On faisait autrefois une distinction entre les inns, les taverns et les public-houses. Les inns (auberges) appartiennent maintenant à l’histoire de la vieille Angleterre. Leur règne a fini avec celui des diligences. On rencontre pourtant encore quelques auberges dans les vieux quartiers du vieux Londres. La plus ancienne est le Talbot ou Tabard, à laquelle se rattache un intérêt littéraire : elle a eu l’honneur d’être mentionnée par le poète Chaucer dans ses Contes de Canterbury[1]. Les autres sont les Clés croisées (Cross Keys), la Treille, les Quatre Cygnes, le Dragon vert et le Bœuf, qui, s’il faut en croire les antiquaires, existaient avant 1750. On peut se faire une idée de ce qu’étaient alors les inns de Londres et de la campagne par une gravure de Hogarth dans laquelle on voit une diligence arrêtée et les voyageurs, — parmi lesquels une volumineuse femme, — en train de monter une échelle courte et d’entrer dans l’intérieur du véhicule. Au front de la voiture, attelée le plus souvent de huit chevaux, luisait une large lanterne comme un œil de cyclope, et chacun de ces chevaux secouait une sonnette suspendue à ses harnais qui répandait dans les villes et sur les grandes routes, au milieu des calmes nuits d’été, un bruit agréable. A l’entrée du cabaret ou de l’auberge était une enseigne fixée à un poteau de bois, ou d’autres fois un monstrueux pot d’étain tenu à une cer-

  1. Une société de vingt-neuf pèlerins se rencontre à Tabard-Inn.

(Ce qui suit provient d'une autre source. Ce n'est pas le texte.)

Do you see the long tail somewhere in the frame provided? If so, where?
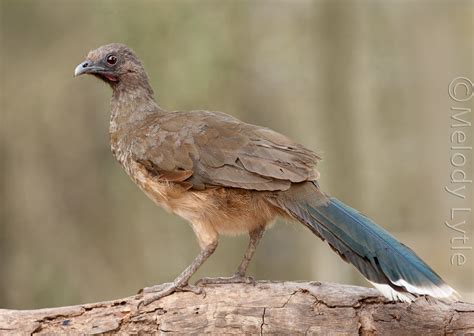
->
[275,183,459,302]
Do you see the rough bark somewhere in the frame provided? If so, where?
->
[0,282,474,335]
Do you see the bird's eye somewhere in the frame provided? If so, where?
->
[107,55,117,65]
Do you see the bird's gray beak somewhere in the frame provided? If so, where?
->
[74,61,105,77]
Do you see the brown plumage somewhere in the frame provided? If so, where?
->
[75,43,460,304]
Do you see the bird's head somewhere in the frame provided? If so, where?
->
[74,43,148,88]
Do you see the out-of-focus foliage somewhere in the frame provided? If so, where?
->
[0,0,474,308]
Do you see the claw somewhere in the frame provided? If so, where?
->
[195,273,255,286]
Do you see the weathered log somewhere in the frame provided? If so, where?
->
[0,282,474,335]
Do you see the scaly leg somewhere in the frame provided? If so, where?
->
[196,228,265,285]
[139,241,217,306]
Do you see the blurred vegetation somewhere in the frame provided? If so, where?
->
[0,0,474,308]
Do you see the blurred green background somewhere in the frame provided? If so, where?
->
[0,0,474,308]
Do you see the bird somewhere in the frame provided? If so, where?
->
[74,43,459,305]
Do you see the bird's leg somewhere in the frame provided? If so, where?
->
[139,241,217,306]
[196,228,265,285]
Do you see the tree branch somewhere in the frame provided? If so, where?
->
[0,282,474,335]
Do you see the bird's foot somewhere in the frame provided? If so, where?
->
[196,273,255,286]
[138,282,204,308]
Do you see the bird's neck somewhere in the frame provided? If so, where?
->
[109,83,166,134]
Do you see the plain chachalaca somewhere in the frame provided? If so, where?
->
[75,43,458,304]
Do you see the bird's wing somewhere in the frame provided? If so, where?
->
[131,111,319,191]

Ils ont tous fait vœu de se rendre à la châsse de Thomas Becket, dans la ville de Canterbury. Ces pèlerinages n’interdisaient point la bonne chère et les gais propos. Le poète se met joyeusement de la partie. Le maître du cabaret en fait autant et propose que, pour charmer les longueurs de la route, chacun d’eux raconte une histoire, en allant et en revenant; celui dont le récit sera le plus intéressant aura un souper payé par le reste des convives. Chaucer vivait de 1308 à 1400. On lit dans High street (Southwark), une des plus anciennes rues de Londres, une inscription ainsi conçue : « Ici est l’auberge où Geoffrey Chaucer et vingt-neuf pèlerins logèrent lors de leur voyage à Canterbury en 1383.» Par une confusion de mots, l’enseigne du Tabard, — une cotte d’armes sans manches portée autrefois par les nobles à la guerre, — a été changée en celle du Talbot, une espèce de chien de chasse. Les antiquaires admirent dans la cour de cette hôtellerie une galerie en bois qui se présente en face de l’entrée dans High street. Cette galerie est supportée par de gros piliers ronds, aussi en bois; elle soutient à son tour, sur d’autres piliers d’une forme plus légère, un toit très élevé qui s’incline en une pente rude.